Solved – Convolutional Neural Network Scale Sensitivity

computer visionneural networks

For the sake of example, lets suppose we're building an age estimator, based on the picture of a person. Below we have two people in suits, but the first one is clearly younger than the second one.


(source: tinytux.com)

There are plenty of features that imply this, for example the face structure. However the most telling feature is the ratio of head size to body size:


(source: wikimedia.org)

So suppose we've trained a CNN regression to predict the age of the person. In a lot of the age predictors that I've tried, the above image of the kid seems to fool the predictions into thinking he's older, because of the suit and likely because they rely primarily the face:

I'm wondering just how well can a vanilla CNN architecture infer the ratio of head to torso?

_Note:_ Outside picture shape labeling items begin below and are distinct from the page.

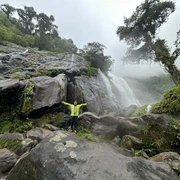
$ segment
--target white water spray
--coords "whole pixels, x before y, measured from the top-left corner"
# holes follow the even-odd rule
[[[127,82],[111,73],[108,73],[106,77],[101,71],[99,71],[100,77],[105,84],[105,87],[110,96],[111,101],[118,103],[121,107],[128,107],[130,105],[140,106],[139,101],[134,95],[132,89]]]

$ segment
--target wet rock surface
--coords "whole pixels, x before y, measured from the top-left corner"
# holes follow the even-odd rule
[[[164,163],[126,157],[108,144],[56,131],[21,159],[6,178],[19,179],[178,180],[179,177]]]

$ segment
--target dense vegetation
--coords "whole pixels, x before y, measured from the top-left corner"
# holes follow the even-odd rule
[[[153,106],[152,113],[180,116],[180,86],[167,91],[162,101]]]
[[[180,31],[177,32],[174,51],[171,53],[165,39],[158,37],[158,28],[167,21],[175,11],[172,1],[145,0],[132,16],[124,18],[124,26],[119,26],[117,35],[124,40],[128,47],[126,62],[140,63],[155,61],[160,63],[171,75],[174,83],[180,85],[180,71],[175,65],[180,54]]]
[[[12,15],[16,13],[18,18]],[[1,5],[0,43],[12,42],[24,47],[38,47],[39,50],[76,53],[78,48],[72,39],[61,38],[54,17],[37,13],[33,7],[16,9],[8,4]]]

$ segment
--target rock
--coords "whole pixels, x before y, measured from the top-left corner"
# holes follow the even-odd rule
[[[146,123],[156,123],[160,125],[168,125],[171,117],[167,114],[146,114],[141,117]]]
[[[142,144],[142,140],[140,140],[139,138],[130,135],[125,135],[122,138],[122,146],[131,150],[132,148],[133,149],[142,148],[143,144]]]
[[[20,85],[20,81],[18,79],[0,80],[1,90],[16,88],[19,85]]]
[[[124,135],[137,132],[139,127],[144,124],[141,118],[123,118],[111,115],[96,116],[90,112],[82,113],[79,120],[93,134],[103,136],[109,140],[116,136],[122,138]]]
[[[149,158],[149,160],[156,162],[165,162],[178,174],[180,173],[180,155],[178,153],[163,152]]]
[[[6,177],[6,180],[19,179],[179,180],[179,177],[165,163],[126,157],[108,144],[55,131],[21,159]]]
[[[34,129],[31,129],[26,133],[27,138],[30,138],[32,140],[37,140],[38,142],[41,141],[43,138],[45,138],[47,135],[49,135],[52,131],[44,128],[36,127]]]
[[[43,127],[43,128],[46,128],[46,129],[49,129],[49,130],[51,130],[51,131],[60,130],[58,127],[53,126],[52,124],[44,124],[42,127]]]
[[[0,149],[0,171],[2,173],[8,172],[16,163],[17,156],[15,153],[4,148]]]
[[[144,121],[141,118],[131,117],[131,118],[122,118],[119,117],[119,124],[117,127],[117,135],[122,138],[127,134],[134,134],[138,132],[139,127],[142,126]]]
[[[23,134],[20,133],[4,133],[0,135],[0,139],[8,139],[8,140],[24,140]]]
[[[43,107],[50,107],[57,103],[60,103],[63,98],[66,97],[65,89],[65,76],[61,75],[61,81],[63,86],[57,79],[40,76],[31,79],[35,83],[35,93],[32,100],[32,109],[37,110]]]
[[[38,144],[37,140],[32,140],[30,138],[24,139],[21,144],[19,145],[16,154],[21,156],[22,154],[29,152],[33,147]]]
[[[91,129],[93,134],[103,136],[105,139],[112,140],[117,135],[119,121],[113,116],[96,116],[92,113],[85,112],[79,116],[81,124]]]
[[[117,145],[117,146],[120,146],[121,145],[121,138],[119,136],[116,136],[112,141],[111,143],[113,145]]]
[[[121,112],[120,116],[130,117],[135,112],[136,109],[137,109],[136,105],[131,105],[129,107],[124,107],[122,109],[122,112]]]

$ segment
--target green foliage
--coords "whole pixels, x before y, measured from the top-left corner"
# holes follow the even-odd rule
[[[37,69],[34,72],[34,77],[38,77],[38,76],[50,76],[50,77],[55,77],[58,74],[60,74],[61,72],[59,71],[59,69],[54,68],[54,69]]]
[[[132,114],[132,116],[143,116],[146,114],[146,108],[148,105],[144,105],[141,107],[138,107],[135,112]]]
[[[141,60],[154,60],[163,64],[176,85],[180,84],[180,71],[175,60],[180,54],[180,36],[175,42],[175,51],[171,53],[164,39],[158,38],[158,28],[175,11],[172,1],[149,0],[141,3],[130,18],[124,18],[124,26],[118,27],[117,35],[128,44],[128,51],[123,58],[130,63]]]
[[[32,108],[32,97],[34,94],[35,84],[29,81],[28,85],[24,89],[21,112],[26,115]]]
[[[141,151],[142,150],[136,150],[134,148],[131,148],[131,151],[133,152],[133,154],[137,157],[141,157]]]
[[[152,113],[180,116],[180,86],[168,90],[159,103],[153,105]]]
[[[94,141],[91,131],[82,126],[79,126],[77,135],[90,141]]]
[[[169,125],[173,129],[172,134],[174,135],[174,139],[171,142],[171,146],[175,148],[179,148],[180,147],[180,121],[172,120],[169,122]]]
[[[39,118],[36,118],[34,120],[34,125],[41,127],[42,125],[48,123],[48,124],[52,124],[56,127],[61,128],[63,119],[64,119],[63,112],[48,113],[48,114],[44,114],[43,116],[41,116]]]
[[[167,126],[152,120],[141,126],[139,131],[138,138],[143,142],[141,150],[148,156],[167,151],[180,152],[180,121],[170,119]],[[138,152],[139,149],[136,151]]]
[[[40,50],[59,53],[77,53],[78,48],[72,39],[59,37],[54,17],[37,13],[33,7],[13,8],[8,4],[1,5],[0,44],[13,42],[24,47],[38,47]],[[18,19],[11,17],[17,12]]]
[[[15,152],[19,145],[21,144],[21,140],[19,139],[14,139],[14,140],[10,140],[10,139],[0,139],[0,148],[7,148],[13,152]]]
[[[12,79],[25,79],[26,77],[24,75],[15,74],[11,76]]]
[[[113,59],[110,56],[104,55],[105,46],[98,43],[92,42],[84,46],[80,50],[80,54],[90,63],[90,66],[96,69],[101,69],[103,72],[110,70]]]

Compared to a regional RCNN, which is able to get bounding boxes on the body and head, will the vanilla CNN always perform worse?

Just before global flattening in the vanilla CNN (i.e. just after all convolutions), each output has a corresponding receptive field, which should have a sense of scale. I know that faster RCNN exploits this by making bounding box proposals exactly at this stage, so that all prior convolutional filters automatically train to all scales.

So, I would think that the vanilla CNN should be able to infer the ratio of head to torso size? Is this right? If so, is the only benefit of using a faster RCNN framework to exploit the fact that may have been pre-trained on detecting people?

Best Answer

CNNs are too large a class of models, to answer this question. LeNet, AlexNet, ZFNet and VGG16 will behave very differently than GoogLeNet, which was built specifically to do most of what R-CNN do, with a CNN architecture (you may know GoogLeNet with the name of Inception, even though strictly speaking Inception is just the basic unit (subnetwork) upon which GoogLeNet is built). Finally, ResNets will behave differently. And all these architectures were not built to classify age classes, but the 1000 ImageNet classes, which don't contain age classes for humans. One could use transfer learning (if you have enough training images) to train one of the widely available trained models above, and see how they perform. In general, however, especially the older architectures (let's say up to VGG16) have an hard time learning "global features" which require to learn about "head" (already a complex feature), "torso" (another complex feature) and their ratio (which also requires that the two features are in a certain spatial relationship). This kind of stuff is what Capsule Networks should have been able to do.

Convnets were born to do exactly the opposite: be sensitive to local features, and relatively insensitive to their relative position/scale. A good Convnet should recognize "white cat" whether the picture is a close-up or an American shot. Combining convolutional layers (which are sensitive to local features) with pooling layers (which remove part of the sensitivity to variation in scale or translation of the image) gives you an architecture which in its most basic form is not great at learning the kind of spatial relationships among objects which you're looking for. There was an example somewhere (but I can't find it anymore) where, after splitting a cat image in various rectangular nonoverlapping tiles and putting them together in a random order, the CNN would keep identifying the image as cat. This indicates that CNNs are more sensitive to local features (textures or something like that) than to the spatial relationship among high level features. See also the Capsule networks paper for some discussion of this. Hinton also showed an example of this in a video about the limits of convnets.

My wild guess is that one of the recent architectures would be perfectly capable (given enough data) of discerning men from children, but not because of a "threshold" on a metric relationship among high level features such as "head" and "torso". It would learn some statistical regularity, maybe completely unnoticeable to humans, which separates adult images from child images in the training set.